As I take more responsibility for my life, I see gaps between myself and others where responsibility isn’t taken. The impact often is a loss of respect and trust. The relationship is hurt and intimacy is lost. Often because of our communication style, personal responsibility, and discomfort around others emotions.
Have you ever been told, “I’m not responsible for your feelings.” I have and it annoys me. The statement is factually true. I get it! When we hear something spoken to us, either verbally or in writing, we have a reaction. That reaction is based on a complex mix of possibilities: mood, stress levels, stories that are triggered, beliefs, needs not met and any other myriad of things. In the end, we choose how we respond. Do we react and act out or do we take time and speak non-defensively? For example, a friend texts an hour before dinner to say they can no longer hang out. If you were really looking forward to seeing them, you may be sad and disappointed. Another possibility, you had a bad day and could be relieved that your friend didn’t want to have dinner. A lot will inform your feelings and response.
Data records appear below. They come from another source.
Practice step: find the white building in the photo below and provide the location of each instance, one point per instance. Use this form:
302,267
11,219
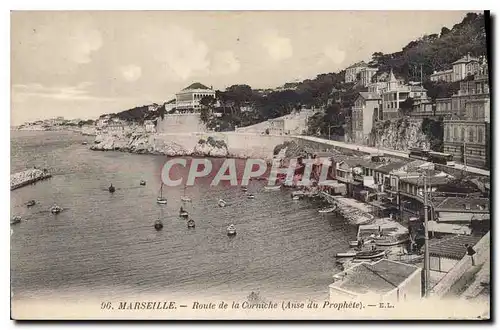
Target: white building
384,280
188,100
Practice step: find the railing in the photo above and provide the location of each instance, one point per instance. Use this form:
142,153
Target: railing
482,249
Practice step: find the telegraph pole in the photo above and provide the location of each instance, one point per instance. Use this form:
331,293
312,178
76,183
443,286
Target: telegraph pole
426,225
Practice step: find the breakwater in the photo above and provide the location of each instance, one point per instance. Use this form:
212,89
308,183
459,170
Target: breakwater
27,177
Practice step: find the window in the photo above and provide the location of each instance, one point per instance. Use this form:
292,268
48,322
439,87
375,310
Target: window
471,134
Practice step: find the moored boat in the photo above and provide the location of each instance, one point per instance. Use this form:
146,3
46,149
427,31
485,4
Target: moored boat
370,254
328,210
231,230
353,243
391,242
55,209
185,198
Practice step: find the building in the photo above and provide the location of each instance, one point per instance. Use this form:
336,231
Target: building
446,75
366,75
150,126
423,107
445,253
364,112
392,96
188,100
443,107
351,73
384,280
467,129
466,66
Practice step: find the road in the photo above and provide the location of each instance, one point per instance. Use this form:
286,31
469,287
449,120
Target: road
389,152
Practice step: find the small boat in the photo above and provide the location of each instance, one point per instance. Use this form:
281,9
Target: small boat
391,242
328,210
231,230
55,209
158,225
161,199
370,254
15,219
346,254
185,198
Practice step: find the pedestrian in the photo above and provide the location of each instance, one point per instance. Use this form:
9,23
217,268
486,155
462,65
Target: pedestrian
471,252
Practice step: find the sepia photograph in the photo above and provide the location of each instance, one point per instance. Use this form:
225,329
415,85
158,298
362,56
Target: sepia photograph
250,165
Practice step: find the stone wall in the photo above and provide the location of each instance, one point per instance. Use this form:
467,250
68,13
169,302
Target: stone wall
180,123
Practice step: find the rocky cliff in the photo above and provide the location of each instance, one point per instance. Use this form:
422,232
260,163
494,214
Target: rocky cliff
147,143
399,134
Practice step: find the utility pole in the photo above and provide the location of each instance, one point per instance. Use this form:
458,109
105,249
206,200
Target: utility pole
426,225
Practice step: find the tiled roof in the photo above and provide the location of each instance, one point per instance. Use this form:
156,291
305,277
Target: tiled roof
359,64
452,247
196,86
369,96
380,277
466,59
391,166
459,203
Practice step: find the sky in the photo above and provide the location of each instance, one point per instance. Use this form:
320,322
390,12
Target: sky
81,64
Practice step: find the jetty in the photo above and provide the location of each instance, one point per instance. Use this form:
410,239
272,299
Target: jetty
27,177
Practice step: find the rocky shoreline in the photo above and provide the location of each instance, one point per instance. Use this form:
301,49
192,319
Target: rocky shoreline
149,143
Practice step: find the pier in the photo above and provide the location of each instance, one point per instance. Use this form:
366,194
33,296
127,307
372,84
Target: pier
27,177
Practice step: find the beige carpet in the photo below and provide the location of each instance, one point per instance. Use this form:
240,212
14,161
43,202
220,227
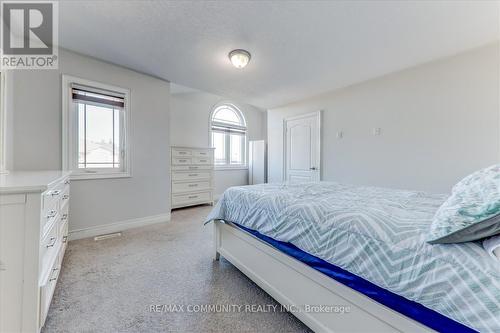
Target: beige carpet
110,285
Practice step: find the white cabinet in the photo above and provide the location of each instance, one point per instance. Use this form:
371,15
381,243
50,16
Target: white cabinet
192,176
34,208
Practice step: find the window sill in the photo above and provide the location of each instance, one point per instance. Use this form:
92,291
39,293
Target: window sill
99,175
224,168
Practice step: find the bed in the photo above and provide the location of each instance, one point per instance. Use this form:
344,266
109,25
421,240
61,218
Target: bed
369,237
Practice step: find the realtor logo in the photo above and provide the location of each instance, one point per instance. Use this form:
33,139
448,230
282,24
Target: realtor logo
29,35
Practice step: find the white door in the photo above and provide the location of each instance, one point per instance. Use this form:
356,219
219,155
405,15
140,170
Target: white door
302,148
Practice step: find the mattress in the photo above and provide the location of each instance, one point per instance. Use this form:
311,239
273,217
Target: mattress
378,235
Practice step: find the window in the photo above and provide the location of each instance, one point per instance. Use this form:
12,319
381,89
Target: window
228,136
96,119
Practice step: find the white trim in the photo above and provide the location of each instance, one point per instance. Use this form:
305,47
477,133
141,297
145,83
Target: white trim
245,141
303,285
317,114
118,226
3,125
67,140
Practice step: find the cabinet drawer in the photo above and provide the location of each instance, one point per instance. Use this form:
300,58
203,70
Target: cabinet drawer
201,153
181,152
191,186
192,167
191,175
48,248
202,160
181,160
47,291
48,218
191,198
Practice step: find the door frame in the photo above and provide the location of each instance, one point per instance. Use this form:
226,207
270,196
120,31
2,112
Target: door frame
318,115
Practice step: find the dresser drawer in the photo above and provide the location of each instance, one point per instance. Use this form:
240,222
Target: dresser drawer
48,249
47,291
201,153
191,198
181,161
48,219
202,160
191,186
191,175
179,152
192,167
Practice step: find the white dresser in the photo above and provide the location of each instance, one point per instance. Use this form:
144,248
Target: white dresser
33,237
192,176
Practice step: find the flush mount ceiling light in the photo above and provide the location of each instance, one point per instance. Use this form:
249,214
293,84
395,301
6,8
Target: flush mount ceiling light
239,58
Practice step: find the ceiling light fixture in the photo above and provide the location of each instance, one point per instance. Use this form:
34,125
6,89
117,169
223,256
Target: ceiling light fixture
239,58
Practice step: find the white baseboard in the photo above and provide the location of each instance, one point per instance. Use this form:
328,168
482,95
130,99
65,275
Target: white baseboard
118,226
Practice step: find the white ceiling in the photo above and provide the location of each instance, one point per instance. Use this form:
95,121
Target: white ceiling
298,48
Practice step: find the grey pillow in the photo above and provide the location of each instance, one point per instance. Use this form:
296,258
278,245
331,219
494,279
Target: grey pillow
472,211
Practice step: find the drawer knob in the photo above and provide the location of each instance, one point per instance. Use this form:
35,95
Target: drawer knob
51,214
53,240
54,278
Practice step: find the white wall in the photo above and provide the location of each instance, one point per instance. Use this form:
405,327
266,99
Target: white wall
37,140
190,113
440,121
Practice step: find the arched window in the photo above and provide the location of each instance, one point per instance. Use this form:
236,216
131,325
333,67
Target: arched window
228,136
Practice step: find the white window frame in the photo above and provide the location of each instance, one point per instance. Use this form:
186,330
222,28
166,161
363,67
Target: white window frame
3,126
70,132
229,166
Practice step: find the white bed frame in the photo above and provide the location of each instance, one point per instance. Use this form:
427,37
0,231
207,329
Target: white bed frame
294,284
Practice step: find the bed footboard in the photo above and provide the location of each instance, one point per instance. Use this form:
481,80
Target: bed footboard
304,290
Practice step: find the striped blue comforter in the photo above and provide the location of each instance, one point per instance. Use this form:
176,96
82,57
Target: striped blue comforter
377,234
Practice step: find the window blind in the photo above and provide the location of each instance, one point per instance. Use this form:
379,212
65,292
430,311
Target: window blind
97,96
231,129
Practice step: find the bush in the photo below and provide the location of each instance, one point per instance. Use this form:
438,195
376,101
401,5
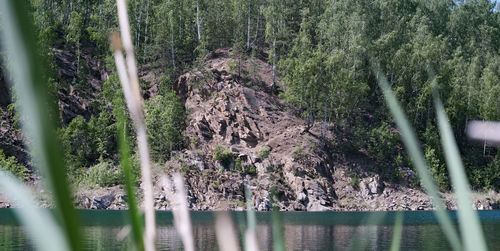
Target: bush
264,152
11,165
224,155
165,119
104,174
252,170
382,145
85,142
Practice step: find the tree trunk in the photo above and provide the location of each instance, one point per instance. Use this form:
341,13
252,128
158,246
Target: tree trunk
248,28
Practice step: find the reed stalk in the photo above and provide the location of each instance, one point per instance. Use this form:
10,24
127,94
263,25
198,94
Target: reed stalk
415,152
250,234
180,209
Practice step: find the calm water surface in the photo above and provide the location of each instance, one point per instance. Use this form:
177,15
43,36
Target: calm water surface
303,230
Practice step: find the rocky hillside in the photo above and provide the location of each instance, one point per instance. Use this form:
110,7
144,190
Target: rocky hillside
239,132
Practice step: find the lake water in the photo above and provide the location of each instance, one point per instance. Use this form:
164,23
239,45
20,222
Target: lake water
303,230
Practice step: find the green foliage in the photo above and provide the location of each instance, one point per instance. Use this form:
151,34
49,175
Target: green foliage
264,152
223,155
252,169
354,181
165,119
104,174
382,145
10,164
87,142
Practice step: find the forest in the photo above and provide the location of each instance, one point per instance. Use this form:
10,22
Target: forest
321,52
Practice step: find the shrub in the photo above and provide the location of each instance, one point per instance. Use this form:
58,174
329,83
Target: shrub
298,153
165,120
104,174
252,170
224,155
11,165
264,152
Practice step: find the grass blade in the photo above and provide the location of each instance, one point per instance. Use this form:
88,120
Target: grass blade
414,151
134,215
39,223
33,100
470,228
397,232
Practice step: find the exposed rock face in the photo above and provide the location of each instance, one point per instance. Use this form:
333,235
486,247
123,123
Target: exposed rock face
241,114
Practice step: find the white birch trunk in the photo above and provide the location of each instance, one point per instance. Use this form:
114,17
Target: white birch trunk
248,27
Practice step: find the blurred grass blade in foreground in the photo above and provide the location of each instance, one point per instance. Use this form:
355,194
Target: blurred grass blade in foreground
31,89
414,151
39,223
133,210
470,228
129,80
397,232
180,209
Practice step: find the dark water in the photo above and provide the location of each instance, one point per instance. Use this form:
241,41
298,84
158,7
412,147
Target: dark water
303,230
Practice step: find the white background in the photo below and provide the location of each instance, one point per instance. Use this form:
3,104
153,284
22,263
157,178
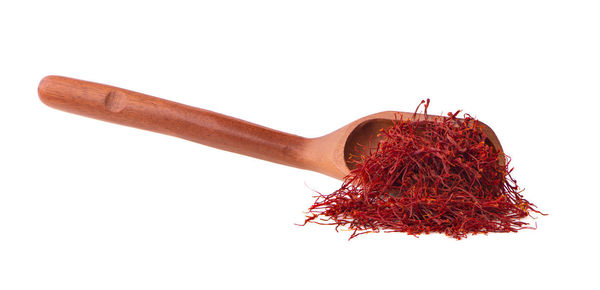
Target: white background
91,205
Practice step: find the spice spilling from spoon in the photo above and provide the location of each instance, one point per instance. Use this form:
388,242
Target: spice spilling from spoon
427,175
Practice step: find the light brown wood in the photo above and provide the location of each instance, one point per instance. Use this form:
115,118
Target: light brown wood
327,154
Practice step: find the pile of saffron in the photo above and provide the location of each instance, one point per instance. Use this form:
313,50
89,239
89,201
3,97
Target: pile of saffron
427,176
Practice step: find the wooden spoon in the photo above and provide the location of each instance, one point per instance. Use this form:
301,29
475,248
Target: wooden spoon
328,154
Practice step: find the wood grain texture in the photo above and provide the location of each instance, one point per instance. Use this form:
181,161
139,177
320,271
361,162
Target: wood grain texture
142,111
327,154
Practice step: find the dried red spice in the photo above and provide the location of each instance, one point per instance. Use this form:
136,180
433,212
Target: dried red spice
427,176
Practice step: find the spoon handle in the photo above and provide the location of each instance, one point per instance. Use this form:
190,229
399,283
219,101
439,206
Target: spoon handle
142,111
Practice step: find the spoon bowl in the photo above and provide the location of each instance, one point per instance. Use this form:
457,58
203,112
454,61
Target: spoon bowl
329,154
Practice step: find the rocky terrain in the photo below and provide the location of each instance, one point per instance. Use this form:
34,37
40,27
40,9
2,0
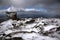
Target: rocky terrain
30,29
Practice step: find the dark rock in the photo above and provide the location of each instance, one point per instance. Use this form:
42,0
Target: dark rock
58,29
31,21
17,38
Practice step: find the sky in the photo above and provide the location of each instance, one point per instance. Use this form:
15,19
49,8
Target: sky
25,3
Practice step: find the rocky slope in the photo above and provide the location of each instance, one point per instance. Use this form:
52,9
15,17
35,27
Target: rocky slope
30,29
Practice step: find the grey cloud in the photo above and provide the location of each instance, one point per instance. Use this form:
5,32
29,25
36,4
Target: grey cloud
25,3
My concern with “I’m not responsible for your feelings,” is that it isn’t completely true. If we care for our relationships, than we do have a responsibility. We have the choice about how we say something, the context, timing, intent and more. If our aim is responsibility for the care of our relationships, we would share responsibility.
Our responsibility becomes to the relationship and the intent to build a trusting, respectful, and caring bond. This requires us to make a practice of communicating non-defensively and taking the power struggle out of our conversations. It requires each of us to be present with our own feelings and thought, especially since communication is more than just the words we say. According to Dr. Albert Mehrabian’s elements of personal communication; communication is 7% spoken words, 38% voice and tone, and 55% body language. So even though we may say something that sounds non-defensive, the tone and body language can communicate something else.
The more we are able to sit with other’s feelings, even when they are tough and not shift into right/wrong or blame we can be personally responsible for ourselves, and our impact on the other person. We step into a space of compassionate understanding and acceptance of another’s emotions versus being over whelmed by guilt and our own shame. We learn to allow and provide space for the emotions and reactions of another. Knowing that each of us is human. Knowing that each of us isn’t always perfect and that we do our best and are committed to building the relationship.
When we are able to do this for ourselves and others it opens up a new space of communication and way of relating in a relationship.
In my research of looking at models of communication, I’ve read many books; Crucial Conversations by … done some work with Non-Violent Communication by Marshall Goldberg and most recently I’ve read through Taking the War Out of Our Words by Sharon Strand Ellison to name a few. By far my favorite has been Taking the War Out of Our Words. I appreciated that she did a thorough job of looking at defensive communication and helping to provide insight into the reason and how we communicate the way we do. She surrenders, betrayal, sabotage, withdraw tactics, counterattack, and justification.